An announcement on Monday that a grand jury in the United States has indicted five Chinese hackers for cyber espionage and other offenses directed at the U.S. nuclear power, metals and solar products industries has renewed concerns that a number of Caribbean governments may be at risk as recipients of personal computers supplied by foreign agencies.

The U.S. indictment alleges that the defendants conspired to hack into American entities to maintain unauthorized access to their computers and to steal information from those entities.

In some cases, it alleges, the conspirators stole trade secrets. In other cases, it alleges, the conspirators also stole sensitive, internal communications.

“The range of trade secrets and other sensitive business information stolen in this case is significant and demands an aggressive response,” U.S. Attorney General Eric Holder said.

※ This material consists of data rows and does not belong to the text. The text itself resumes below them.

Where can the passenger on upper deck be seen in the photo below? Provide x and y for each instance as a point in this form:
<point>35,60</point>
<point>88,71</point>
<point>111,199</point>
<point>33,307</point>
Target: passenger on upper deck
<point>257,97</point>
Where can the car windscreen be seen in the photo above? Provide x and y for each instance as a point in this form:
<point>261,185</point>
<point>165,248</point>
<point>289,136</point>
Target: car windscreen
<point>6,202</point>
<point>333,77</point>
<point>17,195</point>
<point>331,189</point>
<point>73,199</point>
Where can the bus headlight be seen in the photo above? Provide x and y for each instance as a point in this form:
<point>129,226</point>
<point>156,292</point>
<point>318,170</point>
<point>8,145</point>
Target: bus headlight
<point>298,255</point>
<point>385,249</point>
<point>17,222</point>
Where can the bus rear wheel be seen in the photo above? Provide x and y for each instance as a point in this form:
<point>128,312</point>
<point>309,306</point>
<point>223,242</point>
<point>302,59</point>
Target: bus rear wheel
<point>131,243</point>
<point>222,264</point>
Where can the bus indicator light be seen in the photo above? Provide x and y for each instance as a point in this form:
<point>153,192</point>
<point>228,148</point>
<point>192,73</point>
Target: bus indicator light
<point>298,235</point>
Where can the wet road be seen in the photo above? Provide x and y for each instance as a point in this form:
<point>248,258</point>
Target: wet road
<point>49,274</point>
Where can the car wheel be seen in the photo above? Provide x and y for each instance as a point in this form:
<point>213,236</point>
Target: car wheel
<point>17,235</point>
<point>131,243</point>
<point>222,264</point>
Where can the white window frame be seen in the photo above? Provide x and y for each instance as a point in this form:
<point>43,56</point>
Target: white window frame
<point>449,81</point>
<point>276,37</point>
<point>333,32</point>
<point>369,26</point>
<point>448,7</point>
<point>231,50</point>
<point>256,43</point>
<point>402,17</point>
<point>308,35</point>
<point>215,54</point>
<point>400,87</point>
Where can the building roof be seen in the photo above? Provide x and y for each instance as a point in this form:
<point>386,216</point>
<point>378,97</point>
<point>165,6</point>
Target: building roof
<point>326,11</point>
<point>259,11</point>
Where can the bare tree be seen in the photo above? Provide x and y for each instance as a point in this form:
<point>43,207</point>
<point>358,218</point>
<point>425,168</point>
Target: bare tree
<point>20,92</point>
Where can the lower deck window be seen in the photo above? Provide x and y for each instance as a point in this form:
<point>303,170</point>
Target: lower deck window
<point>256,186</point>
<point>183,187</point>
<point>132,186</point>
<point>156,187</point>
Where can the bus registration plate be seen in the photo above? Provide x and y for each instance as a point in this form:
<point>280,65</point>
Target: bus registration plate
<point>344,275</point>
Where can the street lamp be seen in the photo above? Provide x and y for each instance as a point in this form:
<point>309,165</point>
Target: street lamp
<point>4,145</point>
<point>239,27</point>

The five Chinese hackers were each charged with 31 offenses.

Late last year, reports emerged that clandestine hardware modifications to donated computers could represent a potential security threat to governments in the Caribbean and elsewhere.

In October 2013, Russia was reported to have spied on foreign powers at a G20 summit near St Petersburg by giving delegations USB flash drives capable of downloading sensitive information from laptops. The devices were given to foreign delegates at the summit, including heads of state.

Computers manufactured by Lenovo, a Chinese company originally created by a Chinese government department and now one of the world’s largest computer makers, have been banned by intelligence agencies around the world because of concerns over hardware exploits inserted into the production line by the manufacturer, the Australian Financial Review reported last year.

In 2009, Canadian researchers reported that an electronic spy network, based mainly in China, had infiltrated computers in government offices around the world. They said the network had infiltrated 1,295 computers in 103 countries, and included computers belonging to foreign ministries and embassies.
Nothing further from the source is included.